Little by little, the world's easily found and easily produced petroleum energy reserves are becoming exhausted. Consequently, to continue to meet the world's growing energy needs, ways must be found to locate and produce much less accessible and less desirable petroleum sources. Wells are now routinely drilled to depths which, only a few decades ago, were unimagined. Ways are being found to utilize and economically produce reserves previously thought to be unproducible (e.g., extremely high temperature, high pressure, corrosive, sour, and so forth). Secondary and tertiary recovery methods are being developed to recover residual oil from older wells once thought to be depleted after primary recovery methods had been exhausted.
Some crude oils (or, more broadly, reservoir fluids) have a low viscosity and are relatively easy to pump from the underground reservoir. Others have a very high viscosity even at reservoir conditions.
Sucker rod pumps may be utilized to lift viscous crude oils, but in many fields, sucker rod pumps cannot be used. For example, sucker rod pumps are not feasible in highly deviated wells. In many fields, limited surface rights make sucker rod pumps unfeasible. Offshore production must be accomplished from platforms which are expensive and have limited space available for pumping units.
Electrical submersible pumps are often used when sucker rod pumps are not feasible, but electrical submersible pumps can only pump crude oils of a viscosity of about 200 cs or less. This represents crude oils having API gravities of greater than about 12.degree. API.
U.S. Pat. Nos. 4,832,127 and 4,749,034 disclose apparatus and processes to produce viscous crude oils from wellbores utilizing electrical submersible pumps. These inventions mix water with the crude oil at relatively high shear rates to force an emulsion to form at the inlet to the pump. The emulsion has an effective viscosity less than the viscosity of the crude oil. These inventions make it possible to produce oils otherwise not producible by electrical submersible pumps, but an excessive amount of water injection is required.

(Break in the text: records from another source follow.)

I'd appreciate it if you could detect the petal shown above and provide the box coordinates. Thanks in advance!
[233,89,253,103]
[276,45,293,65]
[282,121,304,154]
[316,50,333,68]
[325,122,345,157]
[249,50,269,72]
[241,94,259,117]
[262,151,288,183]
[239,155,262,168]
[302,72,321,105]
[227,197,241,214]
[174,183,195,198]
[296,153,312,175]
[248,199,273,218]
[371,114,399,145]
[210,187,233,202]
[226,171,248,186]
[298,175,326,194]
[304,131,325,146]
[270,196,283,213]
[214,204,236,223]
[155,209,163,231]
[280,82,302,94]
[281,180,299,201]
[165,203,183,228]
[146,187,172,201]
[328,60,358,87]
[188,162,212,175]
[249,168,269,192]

For example, the process of U.S. Pat. No. '127 utilizes from 300 to 1,200 barrels a day of water to produce about 225 barrels a day of oil. This excessive amount of water results in larger pumps, motors, and surface separation equipment. Further, because an emulsion is created, surface separation equipment must be capable of breaking the emulsion.
Methods to establish core flow in pipelines are disclosed in, for example, U.S. Pat. Nos. 3,886,971, 3,977,469, 4,047,539, 4,745,937, and 4,753,261. These processes establish a core flow of a viscous fluid within a core of a less viscous fluid in order to reduce the pressure drop in the pipeline. An apparatus and process to consistently create core flow in an inlet to a submersible electric pump is not taught or suggested in these references. Further, these references do not teach or suggest that the significant problems encountered by electric submersible pumps in pumping viscous oils, i.e., motor cooling and low pump efficiencies, can be overcome by establishing core flow at the inlet of the electrical submersible pump. It is not uncommon, therefore, for example in California, to find wells with considerable quantities of valuable crude which have nevertheless not been producible because it was too expensive to produce the viscous crude.

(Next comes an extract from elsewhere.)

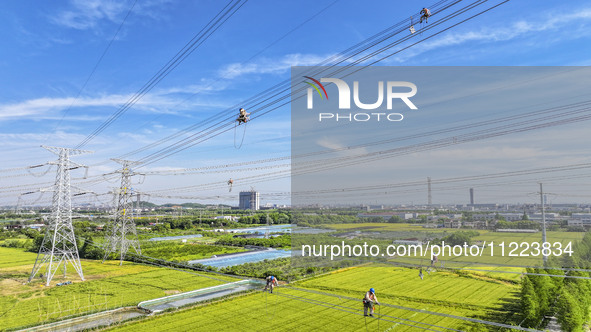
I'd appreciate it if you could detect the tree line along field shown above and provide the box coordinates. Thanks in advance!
[0,247,236,330]
[111,264,519,331]
[141,241,246,262]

It is therefore an object of the present invention to provide a method and an apparatus to lift viscous oils from wellbores while injecting water at a rate less than about 25 percent by weight of the total flow rate. It is a further object to provide a process and an apparatus which utilizes an electrical submersible pump to lift viscous oils from wellbores and results in electrical motor temperature rises of less than about 20.degree. F., and pump efficiencies of greater than about 50 percent pump efficiency and greater than about 80 percent of the pump water efficiency.